A number of questions arise about workload types in workload management. For instance, which workload types need characterization? How should the workload be classified based on its type? What are potential techniques to improve workload classification and how to optimize the results? As mix workload type is essential to handle, what is the percentage of different workload types in a mix-type workload? If we know this in advance, the distribution of execution can be handled efficiently. The performance of queries depends on a number of metrics. Literature reveals some of the performance metrics (see Table 2). In large-scale data repositories, performance metrics such as memory, communication cost and locks need to be predicted for performance optimization, scheduling, resource allocation and adaptation. Before workload execution, many questions arise for managing the workload in large-scale data repositories, such as when should a query be executed? How much can we delay the query execution? In case of a problematic query, should we kill the workload? How will the query perform?

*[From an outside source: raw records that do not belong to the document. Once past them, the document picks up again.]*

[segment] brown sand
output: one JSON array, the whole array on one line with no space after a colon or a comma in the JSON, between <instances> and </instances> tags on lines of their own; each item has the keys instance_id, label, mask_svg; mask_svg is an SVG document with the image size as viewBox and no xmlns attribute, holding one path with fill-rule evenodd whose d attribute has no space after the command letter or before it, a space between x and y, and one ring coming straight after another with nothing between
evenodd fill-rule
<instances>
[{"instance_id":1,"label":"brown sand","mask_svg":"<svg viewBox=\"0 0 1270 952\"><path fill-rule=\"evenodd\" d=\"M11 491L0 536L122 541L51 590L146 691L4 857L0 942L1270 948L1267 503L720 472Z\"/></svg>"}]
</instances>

For performance tuning, workload prediction and adaptation are required for capacity planning, system sizing and resource allocation. For system sizing problem with a time constraint, a number of questions arise such as how much memory, network bandwidth and processing power are required to execute the workload? Another problem is the capacity planning for the workload, for which questions arise related to up-gradation or down-gradation of the system? A number of questions related to resource allocation arise. For instance, what is the workload execution time for resource contention queries? How much is the total workload and how many concurrent requests exist? What is the number of bytes sent and received for workload execution? What is the number of disk input/output requests and the cost of communication? How much buffer size is required and how many disk writes are performed for workload execution? As the behavior of workload is nondeterministic, therefore the adaptation of workload can enhance the system performance. Workload adaptation effectiveness and accuracy have also become the challenges in large-scale data repositories. As the workload is nondeterministic and the behavior of the workload may change with time, the following questions arise with respect to workload adaptation. How can the changes be adapted to the changing behavior of workload? How and when the change occurs in the workload behavior? What are the techniques to achieve the optimal results in workload adaptation?

6 Conclusion and future work

This study has provided the state-of-the-art literature survey on autonomic workload management in large-scale data repositories. The survey organized the literature in a way that provides guidelines for researchers working on large-scale data repositories for workload management with respect to classification, performance prediction and adaptation. Limitations found from the literature are highlighted in different domains of workload management. Early studies applied traditional techniques for classification, performance prediction and adaptation of workload in large-scale data repositories. Current studies focus on autonomic approach to manage the workload intelligently without human intervention. However, the literature reveals that only limited solutions exist. The survey also highlights the needs for developing and building new autonomic models, frameworks and architectures. Machine learning techniques can be used for developing new frameworks and models. It was also found that deep learning, which is an emerging learning technology, has been applied in workload management.

Our future work includes developing a framework that characterizes the workload, predicts the performance and adapts the workload autonomically. We will explore machine learning techniques that can best solve the workload management problems. Autonomic characteristics will be investigated to make the system more autonomic to alleviate the burden of DBA.